Bioinformatics research and data analysis:

We are looking for students with innovative research questions who are eager to develop their bioinformatics skills or establish new bioinformatics methodologies. Candidates can propose projects based on their research or novel reanalysis of published datasets.

Bioinformatics software development:

Students interested in software development will have the chance to create robust pipelines or applications using platforms like Nextflow and Snakemake, potentially contributing to the broader bioinformatics community. Projects may involve designing new workflows or creating interactive web applications for data integration and analysis.

Bioinformatics education:

The core welcomes candidates interested in developing bioinformatics training materials or workshops. The team currently runs introductory courses in programming, statistics, and high-throughput sequencing analysis and seeks to expand into advanced areas such as single-cell sequencing, proteomics, machine learning, and long-read sequencing. Projects may involve developing new workshops or designing interactive methods for delivering courses.

The Light Microscopy Core (LMC) is an advanced microscopy facility equipped with a diverse array of microscopes, offering extensive scientific capabilities for a wide range of research needs. The LMC features laser scanning confocal microscopes capable of rapid imaging at sub-diffraction limits, achieving resolution down to 90 nm in live samples over extended time periods. This allows for detailed study of cellular dynamics and structural intricacies.

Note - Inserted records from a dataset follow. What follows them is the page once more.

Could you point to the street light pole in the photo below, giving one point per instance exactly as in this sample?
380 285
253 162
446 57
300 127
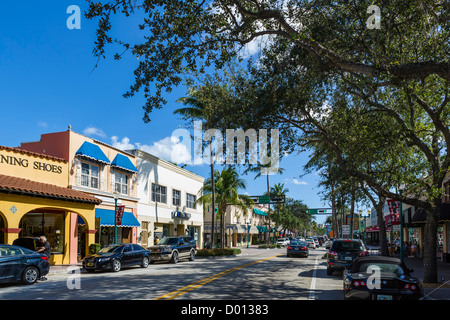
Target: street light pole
401 226
116 196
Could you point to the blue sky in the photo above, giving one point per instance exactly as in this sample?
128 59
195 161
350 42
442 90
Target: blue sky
47 82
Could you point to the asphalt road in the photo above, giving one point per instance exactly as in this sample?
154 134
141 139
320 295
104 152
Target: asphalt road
256 274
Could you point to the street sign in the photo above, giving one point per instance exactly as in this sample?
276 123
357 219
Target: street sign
318 211
272 199
346 229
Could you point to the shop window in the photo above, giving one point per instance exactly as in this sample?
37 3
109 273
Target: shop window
89 175
50 225
121 183
176 198
447 192
190 200
159 193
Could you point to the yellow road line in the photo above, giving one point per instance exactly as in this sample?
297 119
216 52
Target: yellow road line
179 292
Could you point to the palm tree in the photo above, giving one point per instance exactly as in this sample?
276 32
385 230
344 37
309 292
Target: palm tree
196 110
278 190
264 169
226 187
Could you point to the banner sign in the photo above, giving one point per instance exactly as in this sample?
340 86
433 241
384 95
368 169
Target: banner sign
394 217
119 215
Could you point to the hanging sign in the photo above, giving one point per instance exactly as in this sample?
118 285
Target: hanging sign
119 215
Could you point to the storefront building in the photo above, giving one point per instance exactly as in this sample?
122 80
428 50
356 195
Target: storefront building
167 200
104 172
241 228
35 200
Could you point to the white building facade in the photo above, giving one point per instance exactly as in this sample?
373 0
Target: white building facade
167 196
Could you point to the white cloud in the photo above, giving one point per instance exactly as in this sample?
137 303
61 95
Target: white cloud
296 181
93 131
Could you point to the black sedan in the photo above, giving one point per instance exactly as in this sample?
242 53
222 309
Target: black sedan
381 278
21 264
115 256
297 248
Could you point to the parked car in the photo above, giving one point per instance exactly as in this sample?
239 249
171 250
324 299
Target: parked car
283 241
30 243
173 249
114 257
395 281
321 240
311 243
316 242
297 248
20 264
343 252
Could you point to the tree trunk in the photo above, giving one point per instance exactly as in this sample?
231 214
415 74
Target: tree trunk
213 231
352 208
430 246
382 226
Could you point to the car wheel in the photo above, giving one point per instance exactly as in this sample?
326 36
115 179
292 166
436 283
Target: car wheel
145 262
116 265
30 275
192 256
174 257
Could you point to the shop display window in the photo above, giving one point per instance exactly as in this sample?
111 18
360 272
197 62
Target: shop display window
50 225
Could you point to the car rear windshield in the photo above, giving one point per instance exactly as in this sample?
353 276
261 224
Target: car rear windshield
347 246
370 267
168 241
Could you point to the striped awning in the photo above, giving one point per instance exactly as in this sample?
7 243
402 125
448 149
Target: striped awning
93 152
107 218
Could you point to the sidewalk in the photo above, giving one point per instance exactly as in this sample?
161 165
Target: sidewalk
432 291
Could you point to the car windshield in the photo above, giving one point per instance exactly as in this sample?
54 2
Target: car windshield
383 267
347 246
110 249
168 241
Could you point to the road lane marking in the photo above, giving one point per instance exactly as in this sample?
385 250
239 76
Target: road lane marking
197 284
313 280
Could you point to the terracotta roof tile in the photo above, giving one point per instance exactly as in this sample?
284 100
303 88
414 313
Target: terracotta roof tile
10 184
35 154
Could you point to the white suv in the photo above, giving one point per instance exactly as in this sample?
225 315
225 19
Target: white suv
283 241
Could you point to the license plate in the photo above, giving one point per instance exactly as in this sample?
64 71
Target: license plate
348 258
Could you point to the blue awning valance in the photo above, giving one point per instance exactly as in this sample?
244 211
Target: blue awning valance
92 151
260 212
123 162
107 218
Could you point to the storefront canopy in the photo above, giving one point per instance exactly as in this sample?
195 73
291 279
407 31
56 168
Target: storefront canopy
107 218
260 212
123 162
92 151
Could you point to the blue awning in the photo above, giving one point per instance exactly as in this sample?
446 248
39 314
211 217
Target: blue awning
123 162
107 218
260 212
92 151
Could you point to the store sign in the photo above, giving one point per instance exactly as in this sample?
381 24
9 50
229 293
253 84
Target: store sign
393 218
119 215
181 215
25 163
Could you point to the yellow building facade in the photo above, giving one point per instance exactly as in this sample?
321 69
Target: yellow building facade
35 200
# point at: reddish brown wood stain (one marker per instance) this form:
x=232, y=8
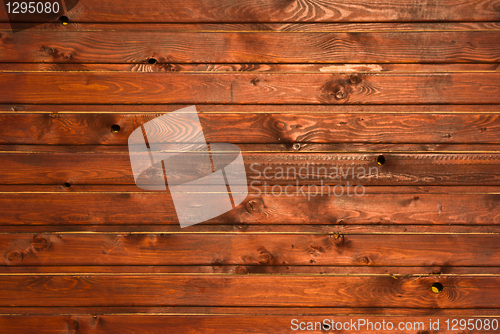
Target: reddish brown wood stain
x=410, y=89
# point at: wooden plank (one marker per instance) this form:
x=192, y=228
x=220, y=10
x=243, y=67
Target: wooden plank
x=267, y=169
x=232, y=290
x=213, y=310
x=251, y=109
x=265, y=26
x=325, y=228
x=283, y=147
x=251, y=68
x=262, y=324
x=78, y=206
x=193, y=88
x=249, y=249
x=276, y=11
x=138, y=45
x=266, y=128
x=394, y=272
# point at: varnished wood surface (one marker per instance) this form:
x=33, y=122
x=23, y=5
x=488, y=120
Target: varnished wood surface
x=250, y=249
x=257, y=127
x=134, y=323
x=285, y=169
x=278, y=11
x=347, y=44
x=231, y=290
x=195, y=88
x=76, y=205
x=329, y=84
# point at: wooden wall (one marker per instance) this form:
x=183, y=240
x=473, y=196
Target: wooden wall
x=411, y=88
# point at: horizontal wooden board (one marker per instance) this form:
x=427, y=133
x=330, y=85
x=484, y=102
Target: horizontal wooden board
x=214, y=310
x=252, y=68
x=230, y=290
x=408, y=26
x=76, y=205
x=262, y=324
x=251, y=109
x=112, y=45
x=248, y=249
x=265, y=169
x=321, y=271
x=325, y=228
x=195, y=88
x=277, y=11
x=267, y=128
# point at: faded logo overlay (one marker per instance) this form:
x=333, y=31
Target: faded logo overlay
x=204, y=180
x=28, y=14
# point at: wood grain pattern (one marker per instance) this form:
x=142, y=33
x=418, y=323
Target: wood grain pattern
x=269, y=324
x=267, y=128
x=249, y=249
x=265, y=169
x=250, y=68
x=154, y=88
x=69, y=206
x=137, y=46
x=277, y=11
x=322, y=271
x=232, y=290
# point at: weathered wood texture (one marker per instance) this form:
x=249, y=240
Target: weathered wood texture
x=266, y=128
x=78, y=206
x=265, y=169
x=278, y=88
x=278, y=11
x=250, y=249
x=216, y=324
x=232, y=290
x=347, y=44
x=295, y=84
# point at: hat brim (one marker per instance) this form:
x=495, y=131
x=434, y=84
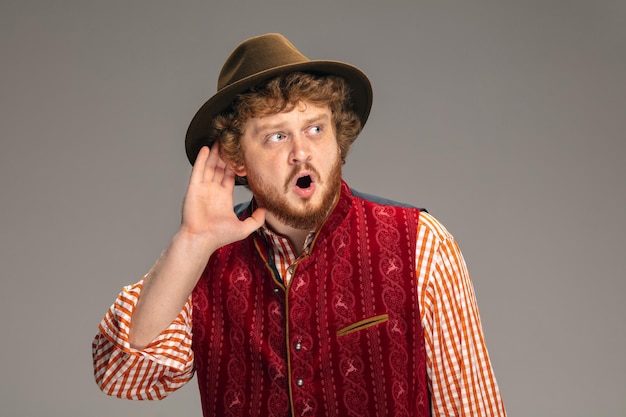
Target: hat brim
x=199, y=128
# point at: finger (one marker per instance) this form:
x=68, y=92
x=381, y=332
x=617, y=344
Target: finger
x=214, y=165
x=229, y=177
x=197, y=171
x=255, y=221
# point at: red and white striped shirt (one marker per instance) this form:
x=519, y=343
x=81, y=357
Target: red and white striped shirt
x=460, y=376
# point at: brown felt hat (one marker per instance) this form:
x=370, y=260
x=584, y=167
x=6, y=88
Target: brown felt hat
x=257, y=60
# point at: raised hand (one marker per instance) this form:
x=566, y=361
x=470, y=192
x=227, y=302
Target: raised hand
x=208, y=205
x=208, y=223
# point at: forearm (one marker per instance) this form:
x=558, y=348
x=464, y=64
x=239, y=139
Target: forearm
x=152, y=373
x=167, y=287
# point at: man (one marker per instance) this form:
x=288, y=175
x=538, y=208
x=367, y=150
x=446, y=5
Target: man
x=312, y=299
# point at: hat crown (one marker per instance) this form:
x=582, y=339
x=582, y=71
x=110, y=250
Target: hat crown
x=256, y=55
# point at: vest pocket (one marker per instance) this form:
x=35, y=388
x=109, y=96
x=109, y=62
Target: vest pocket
x=363, y=324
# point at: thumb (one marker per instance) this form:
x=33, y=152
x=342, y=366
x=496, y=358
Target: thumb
x=256, y=220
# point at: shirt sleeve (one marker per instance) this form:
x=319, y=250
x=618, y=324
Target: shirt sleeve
x=460, y=375
x=162, y=367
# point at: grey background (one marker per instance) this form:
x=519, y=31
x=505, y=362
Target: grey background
x=504, y=118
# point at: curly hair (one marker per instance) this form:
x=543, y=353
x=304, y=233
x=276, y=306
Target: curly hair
x=282, y=93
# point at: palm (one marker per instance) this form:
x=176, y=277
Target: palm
x=208, y=206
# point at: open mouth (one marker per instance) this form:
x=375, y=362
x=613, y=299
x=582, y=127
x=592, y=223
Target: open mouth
x=304, y=182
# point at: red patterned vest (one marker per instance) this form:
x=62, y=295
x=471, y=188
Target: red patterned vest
x=343, y=339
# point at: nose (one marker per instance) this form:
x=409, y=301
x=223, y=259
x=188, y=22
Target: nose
x=300, y=151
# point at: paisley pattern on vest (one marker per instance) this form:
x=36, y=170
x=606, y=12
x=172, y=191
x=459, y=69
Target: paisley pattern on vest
x=343, y=339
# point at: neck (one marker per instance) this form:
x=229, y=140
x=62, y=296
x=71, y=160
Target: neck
x=297, y=237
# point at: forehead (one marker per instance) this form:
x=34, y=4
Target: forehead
x=302, y=111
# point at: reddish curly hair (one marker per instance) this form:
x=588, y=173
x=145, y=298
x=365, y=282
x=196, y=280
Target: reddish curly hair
x=282, y=93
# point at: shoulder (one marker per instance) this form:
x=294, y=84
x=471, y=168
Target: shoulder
x=430, y=226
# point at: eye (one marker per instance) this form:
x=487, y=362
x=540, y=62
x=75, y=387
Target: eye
x=315, y=130
x=276, y=137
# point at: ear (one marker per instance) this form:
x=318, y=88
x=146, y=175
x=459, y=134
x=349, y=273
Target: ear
x=239, y=170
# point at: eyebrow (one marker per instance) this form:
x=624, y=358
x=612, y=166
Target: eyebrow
x=322, y=117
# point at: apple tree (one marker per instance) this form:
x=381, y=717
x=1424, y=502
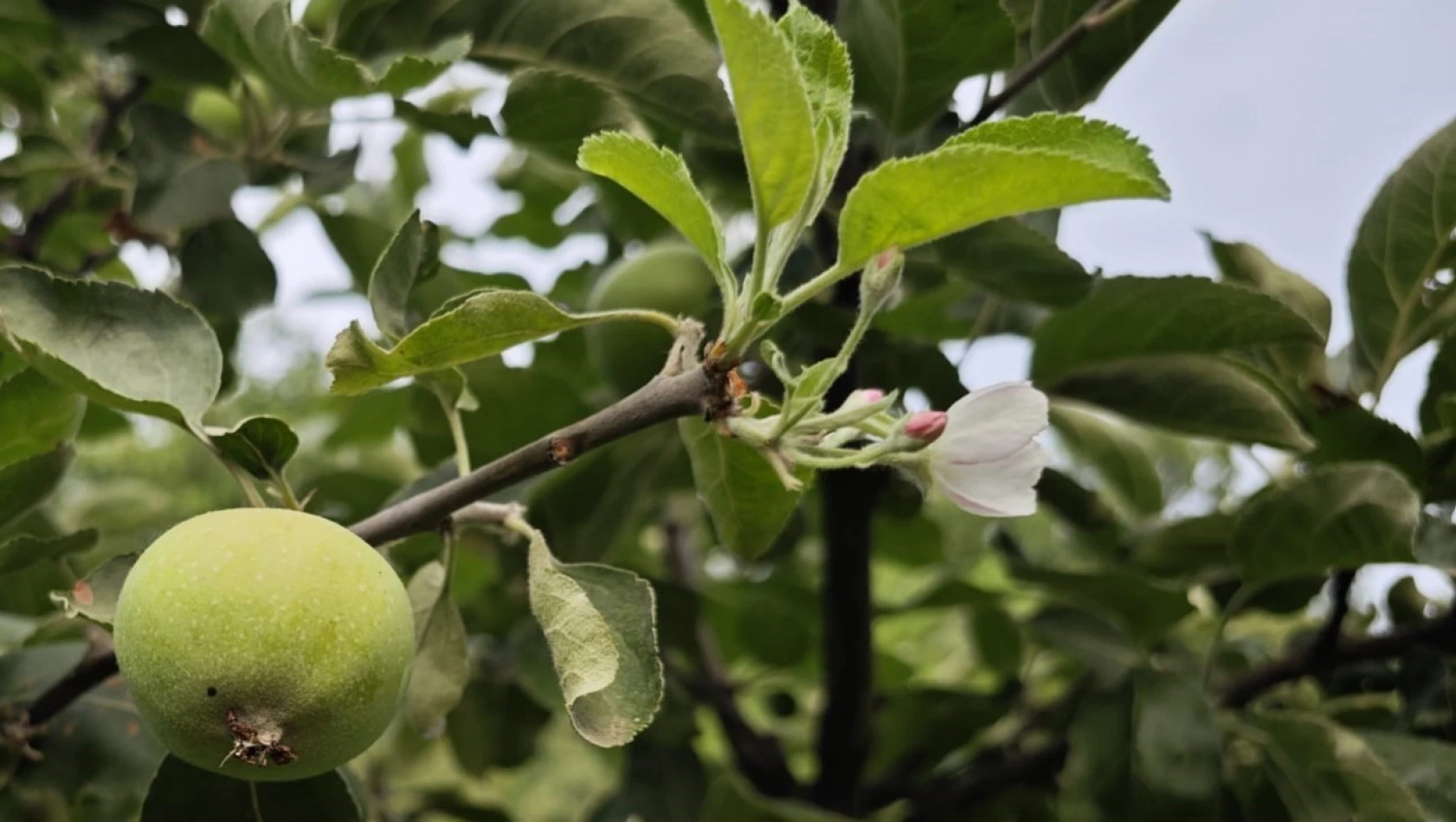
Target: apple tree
x=706, y=529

For delicate samples susceptible to phototoxic effects, the LMC provides spinning disk confocal microscopes. These instruments are both highly efficient and use minimal light exposure, ensuring the protection of sensitive specimens during imaging.

The facility also offers high-end widefield fluorescence microscopes, ideal for examining fluorescent protein intensity, distribution, and function in cell monolayers in both fixed and live specimens. To enhance data analysis, cutting-edge software tools are available for processing 2D and 3D images, with AI-driven solutions for particularly complex imaging challenges.

In addition, an optical tweezer system is available for single-molecule force measurements, enabling the study of molecular motors, DNA-binding proteins, and the conformational dynamics of protein and DNA folding.

The LMC is staffed by two full-time experts who provide specialized support in both image acquisition and analysis. Bespoke software scripting services are also available upon request to meet specific research needs. 

Several projects that take advantage of the LMC will be available, either in conjunction with one of the research groups in Edinburgh or related to your own PhD research. Please contact the LMC or the DRP academic leads if you would like to discuss ideas further.

The Discovery Research Platform for Hidden Cell Biology (DRP-HCB) Proteomics Core, specialises in bottom-up proteomics and uses a wide range of techniques to address important scientific questions. The Core is equipped with five state-to-the-art mass spectrometers, allowing us to offer a wide range of proteomic applications. 

We are very happy to support student internships focusing on improving our current methodology in sample preparation and instrument performance on protein quantification and post-translational modification (PTM) analysis. 

We can also provide support on cross-linking analyses of proteins and protein complexes with extensive training on our in-house cross-linking and visualisation software platforms. We are interested in evaluating Thermal Proteome Profiling (TPP) on various organisms and applying it on different instrumentation and we also aim to further improve high throughput analyses. 

We are also offering computer-based internships, in which, following training, we aim to evaluate various proteomic software platforms on a number of ongoing projects. Finally, we can support bioinformatic analyses on large scale proteomics datasets in order to answer project-specific questions. 

We provide a platform for discovering how proteins assemble into the molecular machines that underpin cell function.

The main approaches employed are:

• cryo-EM,
• X-ray crystallography,
• solution biophysics (including SAXS)
• structural modelling

We are particularly interested in developing approaches in which we combine data from different methodologies to build models of large macromolecular assemblies and we could support both laboratory-based and computational internship based projects.

Laboratory based projects

Developing methodologies in:

• single particle Cryo-Electron Microscopy (cryo-EM),
• Cryo-Electron Tomography  (cryo-ET) of protein assemblies and cellular structures,
• X-ray crystallography,
• Small-angle X-ray scattering (SAXS)

Computational projects

• In structural biology data integration,
• using experimental data in structural modelling, and in
• building accessible user interfaces to enable computational approaches to be adopted by a wider local user base.